Janji itu di buat oleh Atmajaya sesaat sebelum pria yang di tabraknya menghembuskan nafas terakhir, yang sekaligus meninggalkan putrinya seorang diri di dunia ini.
"Aamiin"
Seiring doa yang sudah di lantunkan, kedua mempelai saling memakaikan cincin di jari manis tanpa saling bersitatap.
Pasangan baru menikah itu sama-sama merasakan sesuatu yang aneh, yang mungkin tak ada seorangpun yang bisa menjelaskan. Mengingat ini pertemuan pertama mereka, di tambah janji suci yang membuatnya harus terikat oleh sebuah hubungan sakral, suasanapun terkesan canggung di antara keduanya.
"Bos, sudah tidak ada waktu, satu jam lagi pesawat akan terbang ke Paris.
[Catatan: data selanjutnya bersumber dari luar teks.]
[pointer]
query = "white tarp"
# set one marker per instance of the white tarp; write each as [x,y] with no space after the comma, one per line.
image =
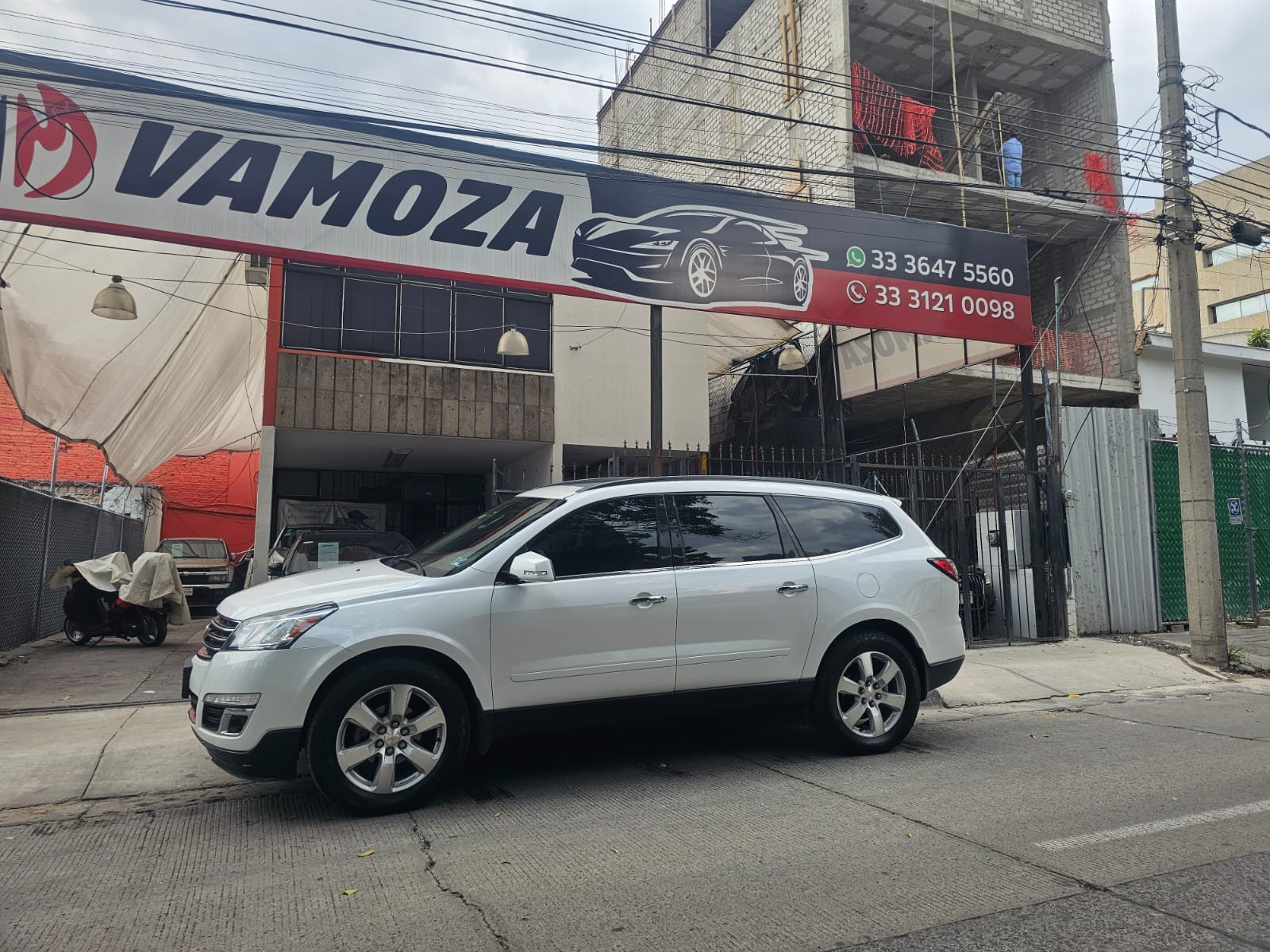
[184,378]
[152,582]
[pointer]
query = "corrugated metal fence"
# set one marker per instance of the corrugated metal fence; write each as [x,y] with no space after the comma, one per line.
[76,531]
[1110,514]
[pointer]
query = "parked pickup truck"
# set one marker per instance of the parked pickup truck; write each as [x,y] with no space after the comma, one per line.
[205,566]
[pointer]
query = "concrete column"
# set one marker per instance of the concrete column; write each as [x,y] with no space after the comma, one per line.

Kita harus segera ke bandara" Bisik sang aspri di telinga Arsya. Pria yang usianya lebih tua dua tahun dari Arsya itu bernama Beno, asisten pribadi yang membantu Arsya mengurus perusahaan keluarga Atmajaya.
Arsya mengangguk pelan merespon bisikan Beno sebelum kemudian berucap.
"Maaf kek, Aku harus ke Paris untuk urusan bisnis"
"Kakek tahu, pergilah dan cepat kembali"
"Baik, kek"
"Hati-hati, sempatkan diri untuk bertukar kabar dengan istrimu, jangan mengabaikannya, mengerti?" Alih-alih mengiyakan pesan kakeknya, Arsya justru menoleh ke samping kiri di mana sang istri masih terisak dengan kepala tertunduk.
Entah seperti apa gadis yang sudah di nikahi, Arsya sama sekali tak tahu bagaimana rupanya, sifatnya, ataupun tingkah lakunya.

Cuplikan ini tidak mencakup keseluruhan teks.